As stated at the outset, the purpose of this article is not to pass judgment on truths or untruths in specific situations. Rather, it points out that there is a great danger in believing (consciously or unconsciously) that there should be no need for further critical considerations and depth regarding backgrounds, assumptions, motives and content before setting up an unprecedentedly sharp policy or condemnation.
At this point, the sole purpose of media and politics appears to be only reaffirming the convictions against China without further investigations or considerations.
Isn’t this uniformity – in what we are told and not told – an indicator of propaganda? Just recall the reason presented at the time in favour of the US and the UK to invade Iraq in 2003.
Secondly, regarding Xinjiang, there is the question of perspective in relation to other anti-terrorism measures by different countries in the world. The current policy concerning Xinjiang has mainly come about after a number of deadly terrorist attacks in China in the first half of the past decade.
After the horrific September 11, 2001 terrorist attacks, the US and the Western allies started the “Global War On Terror”. Last September a report on the consequences of the War on Terror was published by the Watson Institute International and Public Affairs, Brown University in Rhode Island. Here some highlights:
800,000 war death, more than 3 million deaths from poverty, hunger, and lack of health care as a result of the wars, 37 million economic, political and religious refugees expelled from their homes. An enormous erosion of human and civil rights in the war zones.
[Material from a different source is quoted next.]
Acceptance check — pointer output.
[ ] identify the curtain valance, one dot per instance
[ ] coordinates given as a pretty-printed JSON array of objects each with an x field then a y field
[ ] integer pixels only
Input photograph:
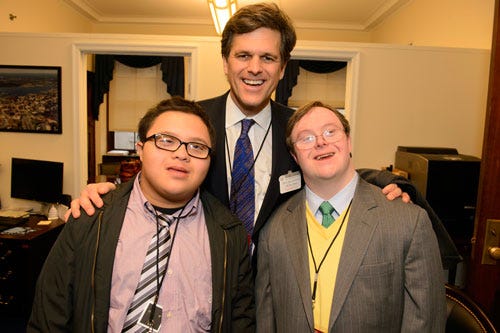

However, this report has hardly been mentioned in Western mainstream news or been debated in Western government circles. And how does a report such as this and the immense, tragic consequences it documents relate to Western condemnations of other anti-terrorism policy actions?
The lack of depth and critical considerations of the credibility and motives of information sources as well as the lack of reflection and comparative perspectives are facts bound to have a crucial influence on current China policies as those in place by a number of Western countries.
Gradually, we also witness that proof is no longer always necessary, such as the ban of Huawei in various countries. Mistrust, suspicion, and increasingly ideology are gradually taking over China policies.
Are contemporary China policies perhaps rather a facade – cover-up – for the significant political, economic and social challenges that are knocking on the door of Western societies from within, instead of real “threats” coming from China?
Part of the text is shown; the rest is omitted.